Сидящие в московском СИЗО коллеги говорили:
— Никогда и ничего не рассказывай мусорам. Молчи или требуй встречи со следователем в присутствии адвоката. По закону ты имеешь полное право не разговаривать с оперативниками, и это единственное разумное решение. Тебе покажется, что над головой сгущаются тучи. Мусора будут злиться, провоцировать, угрожать… Потом вдруг заявят, что хотят допросить тебя в качестве свидетеля, а это разрешается делать без адвоката. Не дрейфь! Пусть допрашивают. А ты невзначай напомни, что без адвоката они имеют право допросить свидетеля только первый раз. И тяни время. В течение трех-четырех часов назови свое имя, адрес по прописке, дату рождения. Можно дополнить краткий рассказ социальным статусом, семейным положением, вероисповеданием и вкусовыми пристрастиями в оперной музыке. И пусть обязательно запишут в протокол допроса твою фразу: «Требую адвоката с момента моего задержания». Все. Больше из твоего рта не должно вылететь ни звука. И еще. Не надейся на то, что разговор с ними станет коротким. Скорее наоборот — он затянется как минимум на неполные сутки. Тебя попытаются взять измором, тупо спрашивая об одном и том же по двадцать раз, лишь слегка меняя форму вопросов. Могут лишить на несколько суток сна, чтобы ты плохо соображал и ляпнул сдуру какую-нибудь важную вещь. Что бы ни произошло — относись ко всему спокойно. И помни: лишнего не говорит только тот, кто вообще ничего не говорит…

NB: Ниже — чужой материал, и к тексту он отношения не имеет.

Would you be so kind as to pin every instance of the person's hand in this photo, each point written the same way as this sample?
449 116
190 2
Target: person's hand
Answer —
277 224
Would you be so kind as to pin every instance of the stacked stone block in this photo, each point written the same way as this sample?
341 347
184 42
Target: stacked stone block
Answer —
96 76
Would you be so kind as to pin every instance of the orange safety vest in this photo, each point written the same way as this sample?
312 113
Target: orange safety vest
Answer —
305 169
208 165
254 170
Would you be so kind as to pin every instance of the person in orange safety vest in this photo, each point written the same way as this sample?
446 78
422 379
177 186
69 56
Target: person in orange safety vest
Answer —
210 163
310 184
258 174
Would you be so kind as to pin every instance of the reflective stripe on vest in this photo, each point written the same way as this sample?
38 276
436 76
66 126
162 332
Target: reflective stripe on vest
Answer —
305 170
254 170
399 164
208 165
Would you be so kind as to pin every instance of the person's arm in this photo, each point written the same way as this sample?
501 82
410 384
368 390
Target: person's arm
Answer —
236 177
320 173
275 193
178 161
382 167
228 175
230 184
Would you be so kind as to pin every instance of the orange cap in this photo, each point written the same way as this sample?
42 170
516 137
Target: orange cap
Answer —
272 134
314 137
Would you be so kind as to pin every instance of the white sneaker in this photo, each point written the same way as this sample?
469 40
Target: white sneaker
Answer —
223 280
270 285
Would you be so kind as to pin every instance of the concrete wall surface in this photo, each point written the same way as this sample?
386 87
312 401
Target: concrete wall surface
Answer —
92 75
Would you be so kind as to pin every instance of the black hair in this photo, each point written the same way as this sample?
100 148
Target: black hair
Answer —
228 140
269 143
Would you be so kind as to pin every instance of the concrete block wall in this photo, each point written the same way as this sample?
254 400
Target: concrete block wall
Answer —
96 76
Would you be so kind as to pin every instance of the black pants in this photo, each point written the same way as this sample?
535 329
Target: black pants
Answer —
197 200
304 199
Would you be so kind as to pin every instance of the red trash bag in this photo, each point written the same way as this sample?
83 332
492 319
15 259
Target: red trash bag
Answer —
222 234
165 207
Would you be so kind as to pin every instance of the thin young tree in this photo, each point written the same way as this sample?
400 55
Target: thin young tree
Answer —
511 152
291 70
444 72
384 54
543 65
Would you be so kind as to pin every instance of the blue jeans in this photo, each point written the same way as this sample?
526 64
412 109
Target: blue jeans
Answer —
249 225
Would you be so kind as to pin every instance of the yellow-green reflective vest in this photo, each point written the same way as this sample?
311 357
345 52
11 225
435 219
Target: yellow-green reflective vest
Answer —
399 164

Пришлось взять на вооружение преподанный образец поведения.
Я отлично понимал вопросы, касающиеся моей личности, и совершенно «не понимал» вопросов относительно моего участия в «какой-то драке на крыше магазина, приведшей к гибели гражданина Республики Филиппины». Документов в момент задержания при мне не было, однако скрывать личные данные я не собирался. Зачем? Все сведения обо мне имелись в визовом отделе местного посольства. Запросить их, проверить и сопоставить с моей личностью — дело нескольких часов. Поэтому о себе я рассказывал бодро и с придыханием. Как кандидат в депутаты. Когда же русло беседы виляло в сторону «какой-то ужасной драки, в которой погиб сын известного и влиятельного человека по прозвищу Катуна», пожимал плечами и замолкал…
Оперативник нервничал, кричал и даже угрожал. Правда, переводчик в этом случае пытался смягчить смысл его угроз. Я упрямо молчал…
Кстати, хамить молча — целое искусство. Особенно его весело применять к людям, уверенным в своем праве хамить другим. К примеру, школьным учителям, начальникам, чиновникам всех мастей и рангов. Ну и, конечно, полицейским. Куда же без них?.. Данное искусство требует чувства собственного достоинства, умения сохранять невозмутимость, а также хорошо развитых мимических мышц. Главное — четкий психологический настрой и вера в то, что твой оппонент — идиот и полное ничтожество, пусть и имеющее над тобой временную власть.
Когда этакий придурок начинает на тебя наезжать, а ты волею обстоятельств не имеешь возможности съездить ему в рыло, то ни в коем случае нельзя злиться. Надо четко выражать своей мимикой определенную последовательность эмоций. «Ой, блин, ОНО говорящее!» Или: «Раз уж я в него наступил, то давайте послушаем, что ОНО там вякает…» В общем как-то так.
* * *
На следующий допрос меня привели через несколько часов. Теперь рядом с опером за столом сидел представительный, хорошо одетый мужчина. Знакомый дознаватель что-то пробурчал. Переводчик озвучил:
— Знакомьтесь, ваш адвокат.
Кивнув, я уселся на стул.
Последовали все те же приемы и вопросы, суть которых и звучание на иностранном языке я успел выучить наизусть. Оперативник показывал мне фотографию Джиан и монотонно спрашивал, знаю ли я эту юную леди.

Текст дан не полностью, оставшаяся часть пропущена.